Location
- South Melbourne, Victoria Australia
- Coordinates: 37°50′41″S 144°57′21″E﻿ / ﻿37.84472°S 144.95583°E

Information
- Type: private
- Established: 1889
- Founder: Thomas Palmer
- Status: closed
- Closed: 1917

= South Melbourne College =

South Melbourne College was a co-education boarding school in South Melbourne, Victoria, Australia. The school was founded by Thomas Palmer in 1883.

John Bernard O'Hara became a partner in 1889 and became sole proprietor in 1893–94. In his hands it became a leading private school in Victoria. During a period of eight years, of 28 first-class honours gained by all the schools of Victoria in physics and chemistry, 14 were obtained by pupils from South Melbourne College. O'Hara was an inspiring teacher, and many of his pupils went on to hold distinguished positions in the universities of Australia.

From 1905, the school was located at 76 Kerferd Rd, South Melbourne.

O'Hara closed the school in 1917 due to ill health.

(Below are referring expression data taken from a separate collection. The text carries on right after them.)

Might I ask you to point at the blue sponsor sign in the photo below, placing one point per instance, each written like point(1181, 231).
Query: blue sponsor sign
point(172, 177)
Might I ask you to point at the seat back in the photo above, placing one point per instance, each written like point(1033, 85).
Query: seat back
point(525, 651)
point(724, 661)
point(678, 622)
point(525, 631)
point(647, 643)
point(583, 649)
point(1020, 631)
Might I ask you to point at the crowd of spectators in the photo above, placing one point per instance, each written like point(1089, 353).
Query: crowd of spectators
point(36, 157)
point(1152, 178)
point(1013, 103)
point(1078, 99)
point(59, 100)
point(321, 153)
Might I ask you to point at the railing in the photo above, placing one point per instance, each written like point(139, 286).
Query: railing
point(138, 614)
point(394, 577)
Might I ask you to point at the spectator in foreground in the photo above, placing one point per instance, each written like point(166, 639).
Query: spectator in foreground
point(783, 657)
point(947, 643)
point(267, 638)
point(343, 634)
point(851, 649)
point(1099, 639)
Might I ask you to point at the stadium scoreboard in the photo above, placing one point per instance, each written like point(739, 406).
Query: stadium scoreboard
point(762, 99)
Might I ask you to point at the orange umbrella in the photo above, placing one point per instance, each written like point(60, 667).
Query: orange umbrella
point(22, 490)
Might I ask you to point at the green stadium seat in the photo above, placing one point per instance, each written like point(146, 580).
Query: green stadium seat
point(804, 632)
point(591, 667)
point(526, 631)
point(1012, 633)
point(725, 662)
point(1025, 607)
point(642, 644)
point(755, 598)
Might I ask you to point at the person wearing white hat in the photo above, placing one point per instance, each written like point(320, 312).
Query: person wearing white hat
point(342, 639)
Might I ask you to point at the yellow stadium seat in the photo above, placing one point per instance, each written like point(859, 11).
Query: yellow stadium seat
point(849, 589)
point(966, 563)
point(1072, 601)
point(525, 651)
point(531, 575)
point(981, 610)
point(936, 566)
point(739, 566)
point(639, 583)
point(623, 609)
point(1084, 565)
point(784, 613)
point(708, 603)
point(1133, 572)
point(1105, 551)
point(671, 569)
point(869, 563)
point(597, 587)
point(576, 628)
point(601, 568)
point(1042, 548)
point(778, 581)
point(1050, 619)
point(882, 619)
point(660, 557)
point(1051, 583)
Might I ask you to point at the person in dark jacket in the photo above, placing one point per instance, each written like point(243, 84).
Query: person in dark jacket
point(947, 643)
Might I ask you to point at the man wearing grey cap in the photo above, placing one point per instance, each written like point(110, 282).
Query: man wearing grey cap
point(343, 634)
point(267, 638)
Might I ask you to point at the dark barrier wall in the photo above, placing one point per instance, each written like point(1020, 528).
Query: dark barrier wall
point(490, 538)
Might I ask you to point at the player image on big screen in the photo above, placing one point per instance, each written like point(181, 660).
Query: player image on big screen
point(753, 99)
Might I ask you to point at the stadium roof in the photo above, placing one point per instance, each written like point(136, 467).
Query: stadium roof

The Fred Walker Company acquired the premises in 1920, housing the food manufacturing business which later produced Vegemite.

==Notable alumni==
- Edith Helen Barrett, medical doctor
- Don Cameron, politician
- Isabella Jobson, nurse who served in World War I
- Paul Jones, politician
- Katharine Susannah Prichard, author
- Henry Caselli Richards, geologist
- T. J. Ryan, politician
- Walter Nairn, politician
- Doctor Sister Mary Glowrey JMJ, medical missionary in India
- Doctor Elsie Carne (nee Thomas), medical missionary in India and Fiji
- Victor Charles Nightingall, Inventor, foundation member of the Victorian Institute of Electrical Engineers. Inventor and original patent holder of Inorganic zinc coatings which revolutionised the protection of steel from corrosion. Was described in his obituary in the Melbourne "Sun" newspaper (4 Aug 1947) as Australia's Edison.